Razzan al-Najjar, seorang mahasiswi Hukum semester 5. Ia dikenal si kampret dengan sejuta kesibukannya. Razan sangat baik dan rapi dalam mengatur daftar kegiatannya. Meski ia telah menyusun skedul dan me-managemen waktu dengan baik, Razan tetap selalu ngos-ngosan menyelesaikan urusan demi urusan pada rentetan daftar kegiatan malang itu. Apa yang salah Tuhan? aku gak paham!! aku gak ngerti?! keluhnya.

Pagi-pagi ia sudah direpotkan dengan berbagai kesibukan. Mulai dari menyuci pakaian yang sudah menggunung, memberi kucing-kucing adopsinya makan, belum lagi membersihkan pupnya dimana-mana kemudian mereview kembali tugas kuliah. "Aaaarggggg, aku maraaah, kenapa waktu dalam sehari cuma 24 jam?? seandainya tersedia 30 jam, barangtentu aku tidak serepot ini".

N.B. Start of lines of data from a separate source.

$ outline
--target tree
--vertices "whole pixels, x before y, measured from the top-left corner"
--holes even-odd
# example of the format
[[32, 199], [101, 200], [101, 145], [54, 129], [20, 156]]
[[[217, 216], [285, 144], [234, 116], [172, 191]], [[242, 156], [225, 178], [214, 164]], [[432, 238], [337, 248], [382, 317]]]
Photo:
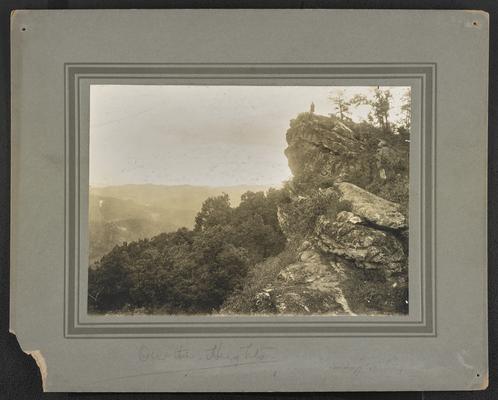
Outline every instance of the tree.
[[401, 114], [403, 116], [401, 123], [409, 131], [412, 122], [412, 96], [410, 88], [405, 91], [401, 101]]
[[231, 213], [228, 194], [209, 197], [202, 203], [201, 211], [195, 217], [195, 230], [202, 231], [215, 225], [226, 225], [230, 221]]
[[338, 117], [341, 121], [351, 121], [351, 113], [349, 112], [351, 103], [346, 100], [344, 90], [338, 90], [335, 96], [329, 96], [329, 100], [332, 100], [334, 104], [333, 115], [335, 117]]
[[277, 218], [279, 192], [246, 192], [234, 209], [233, 241], [249, 251], [253, 263], [276, 255], [285, 246], [286, 238]]
[[97, 265], [88, 270], [88, 298], [91, 309], [109, 311], [130, 301], [132, 285], [127, 271], [128, 244], [116, 246]]
[[383, 131], [391, 131], [389, 121], [389, 111], [391, 109], [392, 93], [389, 89], [381, 89], [377, 87], [373, 90], [373, 96], [367, 97], [364, 95], [356, 95], [351, 100], [351, 103], [359, 105], [368, 105], [371, 111], [368, 115], [369, 121], [375, 123]]
[[219, 308], [247, 274], [247, 250], [230, 243], [232, 235], [229, 226], [212, 226], [194, 238], [190, 256], [195, 269], [184, 280], [189, 282], [188, 291], [197, 311]]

Razan kembali mengeluh bahkan memprotes Tuhan atas kurangnya waktu tersedia di bumi ini. Ia memang manusia yang tak pandai bersyukur. ayolah Razan ada yang salah dengan skedule mu!!

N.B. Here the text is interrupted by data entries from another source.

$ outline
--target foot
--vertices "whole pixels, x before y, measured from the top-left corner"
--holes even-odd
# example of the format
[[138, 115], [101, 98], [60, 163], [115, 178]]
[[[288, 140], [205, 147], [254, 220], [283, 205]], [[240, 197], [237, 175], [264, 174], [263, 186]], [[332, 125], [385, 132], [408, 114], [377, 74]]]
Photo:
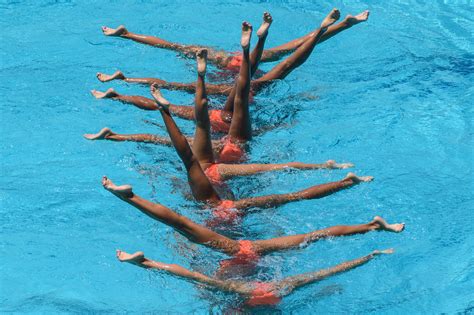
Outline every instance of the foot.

07.30 pagi, Razan telah rapi dengan pashmina Maroon dengan balutan brosh nama di bagian dada. Ia melirik arlogi berwarna silver itu di pergelangan tangannya, entah kenapa Razan kembali mengumpat sembari bergegas mengambil kunci motor dan helm. "Ampuuuuuunn, telat nih".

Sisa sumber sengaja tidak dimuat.